Whakaruruhau, 2024, aluminium and shade cloth. 

Thanks to INEX Metals Ltd and Total Fabrication & Welding.

The kahukura, an endemic butterfly, lays its eggs in the leaves of the ongaonga, a native stinging nettle. Small spikes cover the ongaonga’s stem and a line forms on the midrib of its leaves. As a fortress against predatory mammals and birds, it offers a sanctuary for kahukura and their larvae. Ana Iti’s Whakaruruhau recalls both the plant’s leaves and the butterfly’s wings. Made of gardeners’ shade cloth tensioned across metal frames, it creates a small space of shelter, like the ongaonga. It emphasises the symbiotic relationship that has evolved between creature and plant over centuries. Presented in the landscape, it situates this relationship within a larger, interconnected ecosystem, made up of many such exchanges.
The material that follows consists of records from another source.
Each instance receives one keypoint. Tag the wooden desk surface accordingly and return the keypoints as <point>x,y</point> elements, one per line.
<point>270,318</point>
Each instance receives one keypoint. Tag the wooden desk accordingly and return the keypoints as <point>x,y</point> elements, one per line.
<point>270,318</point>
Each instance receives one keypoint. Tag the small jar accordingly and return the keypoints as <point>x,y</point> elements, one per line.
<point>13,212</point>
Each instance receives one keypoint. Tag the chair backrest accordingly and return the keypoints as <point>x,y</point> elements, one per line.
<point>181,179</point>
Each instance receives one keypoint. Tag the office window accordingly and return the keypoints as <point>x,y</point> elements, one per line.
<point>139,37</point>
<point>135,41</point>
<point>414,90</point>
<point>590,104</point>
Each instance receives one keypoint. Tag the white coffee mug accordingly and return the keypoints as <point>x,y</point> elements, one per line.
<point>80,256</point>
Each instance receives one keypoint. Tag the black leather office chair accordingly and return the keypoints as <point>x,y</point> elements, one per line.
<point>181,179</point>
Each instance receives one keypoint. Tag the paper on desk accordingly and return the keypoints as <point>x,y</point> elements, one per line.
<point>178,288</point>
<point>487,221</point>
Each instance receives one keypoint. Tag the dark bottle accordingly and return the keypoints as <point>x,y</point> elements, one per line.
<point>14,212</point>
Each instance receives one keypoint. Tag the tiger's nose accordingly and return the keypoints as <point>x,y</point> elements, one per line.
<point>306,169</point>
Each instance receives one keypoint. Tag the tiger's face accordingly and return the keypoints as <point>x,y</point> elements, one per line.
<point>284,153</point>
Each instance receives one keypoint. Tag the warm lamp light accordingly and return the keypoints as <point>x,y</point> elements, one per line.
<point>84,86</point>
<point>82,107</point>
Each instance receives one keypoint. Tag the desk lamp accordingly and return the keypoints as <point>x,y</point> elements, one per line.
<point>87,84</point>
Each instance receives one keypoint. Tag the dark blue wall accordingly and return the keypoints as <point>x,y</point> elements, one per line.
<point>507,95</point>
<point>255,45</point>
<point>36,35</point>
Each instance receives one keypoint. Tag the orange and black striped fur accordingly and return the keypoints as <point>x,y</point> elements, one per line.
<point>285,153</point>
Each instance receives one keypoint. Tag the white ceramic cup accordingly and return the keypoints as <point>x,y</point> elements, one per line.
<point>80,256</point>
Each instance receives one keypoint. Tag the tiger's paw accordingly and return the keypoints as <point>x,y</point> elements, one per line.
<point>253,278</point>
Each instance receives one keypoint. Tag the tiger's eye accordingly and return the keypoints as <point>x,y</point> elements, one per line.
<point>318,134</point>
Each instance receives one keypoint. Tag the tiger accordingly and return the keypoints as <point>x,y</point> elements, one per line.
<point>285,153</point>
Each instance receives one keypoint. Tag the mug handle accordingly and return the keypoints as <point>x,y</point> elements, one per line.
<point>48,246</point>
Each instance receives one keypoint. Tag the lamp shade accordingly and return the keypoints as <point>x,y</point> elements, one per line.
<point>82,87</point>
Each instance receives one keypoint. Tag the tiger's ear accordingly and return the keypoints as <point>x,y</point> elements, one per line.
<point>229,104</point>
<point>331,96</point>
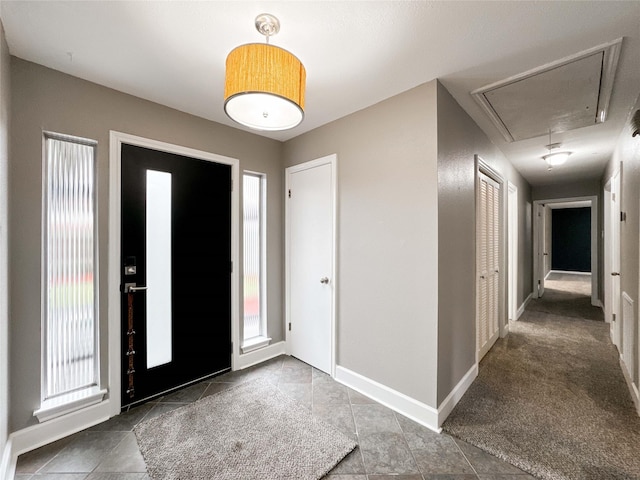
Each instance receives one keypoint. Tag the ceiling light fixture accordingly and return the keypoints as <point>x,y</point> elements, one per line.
<point>556,158</point>
<point>264,84</point>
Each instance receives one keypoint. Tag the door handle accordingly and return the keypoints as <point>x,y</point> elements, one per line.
<point>132,288</point>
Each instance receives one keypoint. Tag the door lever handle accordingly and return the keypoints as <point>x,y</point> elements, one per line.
<point>131,288</point>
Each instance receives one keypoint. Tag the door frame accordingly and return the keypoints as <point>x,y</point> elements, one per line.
<point>512,246</point>
<point>481,166</point>
<point>611,216</point>
<point>327,160</point>
<point>116,139</point>
<point>538,228</point>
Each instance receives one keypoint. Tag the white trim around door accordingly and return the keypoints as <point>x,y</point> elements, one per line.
<point>115,142</point>
<point>331,160</point>
<point>574,202</point>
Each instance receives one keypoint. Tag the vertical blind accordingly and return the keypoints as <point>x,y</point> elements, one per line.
<point>252,258</point>
<point>70,306</point>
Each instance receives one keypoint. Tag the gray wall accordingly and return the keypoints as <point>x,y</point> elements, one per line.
<point>388,241</point>
<point>5,96</point>
<point>459,138</point>
<point>628,153</point>
<point>44,99</point>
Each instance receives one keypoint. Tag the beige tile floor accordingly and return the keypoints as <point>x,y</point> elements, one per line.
<point>391,447</point>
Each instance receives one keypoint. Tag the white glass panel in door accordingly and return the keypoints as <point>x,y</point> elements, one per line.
<point>158,268</point>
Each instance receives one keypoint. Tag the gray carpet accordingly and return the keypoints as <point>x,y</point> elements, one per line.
<point>551,399</point>
<point>248,432</point>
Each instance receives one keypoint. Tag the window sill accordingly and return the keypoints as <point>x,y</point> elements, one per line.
<point>64,404</point>
<point>255,344</point>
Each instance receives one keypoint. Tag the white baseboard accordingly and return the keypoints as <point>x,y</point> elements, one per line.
<point>524,305</point>
<point>44,433</point>
<point>258,356</point>
<point>570,272</point>
<point>447,405</point>
<point>401,403</point>
<point>7,467</point>
<point>633,388</point>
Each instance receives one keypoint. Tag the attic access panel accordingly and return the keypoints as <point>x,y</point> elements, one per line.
<point>571,93</point>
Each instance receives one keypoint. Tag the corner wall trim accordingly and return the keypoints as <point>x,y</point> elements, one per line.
<point>523,306</point>
<point>44,433</point>
<point>633,388</point>
<point>7,462</point>
<point>401,403</point>
<point>261,355</point>
<point>446,407</point>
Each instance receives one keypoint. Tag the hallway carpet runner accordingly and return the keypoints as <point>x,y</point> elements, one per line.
<point>550,398</point>
<point>248,432</point>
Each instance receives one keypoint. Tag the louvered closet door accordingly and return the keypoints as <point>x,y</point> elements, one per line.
<point>488,261</point>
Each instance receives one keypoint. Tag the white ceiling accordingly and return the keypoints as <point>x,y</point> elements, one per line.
<point>356,53</point>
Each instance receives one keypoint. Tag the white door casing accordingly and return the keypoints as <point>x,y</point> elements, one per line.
<point>539,242</point>
<point>513,250</point>
<point>488,253</point>
<point>607,255</point>
<point>614,252</point>
<point>310,262</point>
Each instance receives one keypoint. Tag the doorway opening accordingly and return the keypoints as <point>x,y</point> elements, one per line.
<point>118,299</point>
<point>566,243</point>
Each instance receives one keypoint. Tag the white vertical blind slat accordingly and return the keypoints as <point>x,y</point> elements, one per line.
<point>69,343</point>
<point>252,256</point>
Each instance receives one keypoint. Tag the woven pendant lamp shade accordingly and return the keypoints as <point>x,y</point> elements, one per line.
<point>264,87</point>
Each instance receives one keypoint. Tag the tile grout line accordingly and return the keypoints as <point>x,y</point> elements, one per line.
<point>355,425</point>
<point>395,416</point>
<point>465,457</point>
Ana Iti (b.1989, Te Rarawa, Pākehā) is based in Te Matau-a-Māui/Hawkes Bay. She gained a BFA in Sculpture from Ilam School of Fine Arts, in Ōtautahi/Christchurch, in 2012, and an MFA from Toi Rauwharangi Massey University, in Te-Whanganui-a-Tara/Wellington, in 2018. She works in sculpture and video, and has made works referring to Maori writers, including Keri Hulme, J.C. Sturm, and June Mitchell, and to the early te reo Māori newspaper Te Pīpīwharauroa. Solo projects include A Dusty Handrail on the Track at Te Uru Waitākere Contemporary Gallery, in 2021; Roharoha at Gus Fisher Gallery, Tāmaki Makaurau/Auckland, in 2022; and I Must Shroud Myself in Stinging Nettle at City Gallery Wellington, in 2023. In 2020, she was included in Toi Tū Toi Ora at Auckland Art Gallery, and, in 2024, she will show there again, in the Walters Prize.